Nei primi mesi del 2008, secondo i dati di Confcommercio, il calo dei consumi è stato del 2% con una punta del 2,9% per quanto riguarda i beni di consumo, mentre i servizi sono cresciuti dello 0,1%.

Vediamo nello specifico.

 

Settore alimentare

Secondo una ricerca condotta da Gfk Panel Services Italia, Iri Infoscan e AcNielsen, i prodotti come pasta, affettati, piatti pronti sono in netto rialzo in quanto sono economici e veloci (quindi si risparmia anche sul tempo).

La pasta infatti nonostante abbia subito un rincaro dei prezzi, rimane comunque un alimento economico, tipico della cucina italiana e veloce a prepararsi. Così come gli affettati che certamente costano meno della carne, ma allo stesso tempo non richiedono tempo per la preparazione. Il discorso è identico anche per i piatti pronti. Cambiano pertanto le abitudini alimentari: dalla ricerca infatti emerge che gli italiani preferiscono sempre più piatti veloci già pronti e semplicemente da riscaldare. Quindi anche surgelati, primi piatti, condimenti e insalate pronte, nonostante abbiano subito un rincaro dei prezzi, sono tra i prodotti preferiti dei consumatori. In crescita anche le merendine, le creme spalmabili e gli snack.

I gelati, i dolci freschi, gli insetticidi, the freddo, invece hanno subito un calo delle vendite a causa del maltempo che ha caratterizzato la primavera di quest’anno.

 

Settore beni per la cura del corpo

In difficoltà anche la vendita dei prodotti per l’igiene e la cura del corpo e dei prodotti per la casa.

 

Settore beni durevoli

L’inflazione ha portato il consumatore a preferire prodotti fatti in casa. Sono cresciute pertanto le vendite dei piccoli elettrodomestici quali le macchine per la produzione di pane e gelati.
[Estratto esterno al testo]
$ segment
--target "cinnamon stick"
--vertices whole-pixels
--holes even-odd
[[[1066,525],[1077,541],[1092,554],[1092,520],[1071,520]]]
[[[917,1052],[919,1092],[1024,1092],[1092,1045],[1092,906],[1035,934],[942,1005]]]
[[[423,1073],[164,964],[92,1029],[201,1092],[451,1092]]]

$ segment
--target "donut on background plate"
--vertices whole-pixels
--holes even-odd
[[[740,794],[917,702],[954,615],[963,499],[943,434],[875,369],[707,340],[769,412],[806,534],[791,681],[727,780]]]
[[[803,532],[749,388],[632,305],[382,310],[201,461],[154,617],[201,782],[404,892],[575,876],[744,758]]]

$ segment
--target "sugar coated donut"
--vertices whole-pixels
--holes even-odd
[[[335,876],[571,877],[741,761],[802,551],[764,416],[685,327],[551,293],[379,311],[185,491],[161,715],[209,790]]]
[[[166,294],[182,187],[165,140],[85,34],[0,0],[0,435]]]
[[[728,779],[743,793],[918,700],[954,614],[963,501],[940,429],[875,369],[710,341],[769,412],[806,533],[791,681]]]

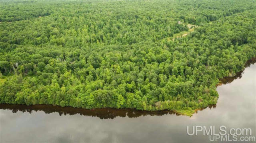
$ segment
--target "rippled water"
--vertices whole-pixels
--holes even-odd
[[[187,126],[250,128],[256,136],[256,64],[222,80],[214,108],[192,117],[168,111],[85,110],[0,104],[1,142],[210,142],[188,136]],[[227,130],[229,131],[229,130]]]

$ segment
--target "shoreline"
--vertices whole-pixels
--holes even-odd
[[[253,57],[251,59],[248,60],[245,63],[244,68],[244,69],[240,71],[236,72],[236,74],[233,76],[226,76],[223,78],[219,79],[220,82],[216,85],[216,87],[221,86],[222,84],[226,84],[228,83],[231,83],[235,79],[240,78],[242,77],[242,74],[246,68],[249,67],[250,65],[253,63],[256,63],[256,57]],[[46,113],[50,113],[55,112],[58,112],[61,114],[69,114],[70,115],[74,115],[76,114],[83,114],[84,115],[88,115],[90,116],[96,116],[99,114],[100,117],[103,117],[103,119],[104,119],[105,114],[107,116],[108,116],[107,113],[109,113],[110,111],[111,114],[115,116],[115,115],[117,115],[117,116],[124,117],[123,116],[126,116],[126,114],[124,114],[124,113],[132,113],[134,116],[128,115],[127,114],[127,115],[130,117],[137,117],[137,116],[145,116],[146,115],[150,115],[152,116],[162,116],[164,114],[176,114],[176,116],[186,116],[191,117],[193,114],[197,113],[198,111],[201,111],[209,107],[210,108],[215,108],[216,104],[208,105],[208,106],[204,108],[198,108],[189,110],[159,110],[159,111],[148,111],[142,110],[137,110],[136,109],[130,108],[122,108],[117,109],[114,108],[102,108],[96,109],[84,109],[77,108],[74,108],[71,106],[66,106],[62,107],[60,106],[54,105],[51,104],[36,104],[28,106],[26,104],[0,104],[0,109],[4,110],[7,109],[12,110],[13,112],[16,112],[18,110],[24,112],[27,111],[30,112],[33,110],[36,111],[43,111]],[[17,108],[18,107],[19,108]],[[20,110],[22,109],[22,110]],[[136,113],[135,114],[134,113]],[[119,116],[120,115],[121,116]]]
Anche il settore tecnologia ha riscontrato una crescita nei consumi come ad esempio i televisori a schermo piatto, i pc portatili, i lettori mp4,  le smartphone e le fotocamere digitali. Male invece gli elettrodomestici come asciugatrici, telefonini e lettori mp3, impianti audio fissi.

 

Autovetture

La vendita delle auto ha ottenuto buoni risultati per quanto riguarda i modelli crossover le auto piccole mentre crollano tutti gli altri segmenti a partire da quello delle auto superiori.

 

Tempo libero

Per quanto riguarda la presenza a concerti, spettacoli teatrali e balletti, la spesa dei consumatori è diminuita rispetto mal 2007 ma la Siae fa sapere che non è un calo drastico ma, al contrario, poco rilevante visto che le aspettative erano peggiori. In calo la presenza nei luna park, e nei circhi rispettivamente del -71% e del -26%.

Fra tutti i settori del tempo libero a soffrire un po’ di un calo delle vendite è il cinema che ha riscontrato una flessione del 4,9% dopo l’aumento del 10% nel 2007 (dati Cinetl).

 

La Bella Vita

Per quanto riguarda la vita notturna il quadro non presenta un aspetto positivo nemmeno per la vendita di alcolici. Questi infatti hanno riscontrato un calo delle vendite del -4%. In positivo invece la vendita degli Energy drink.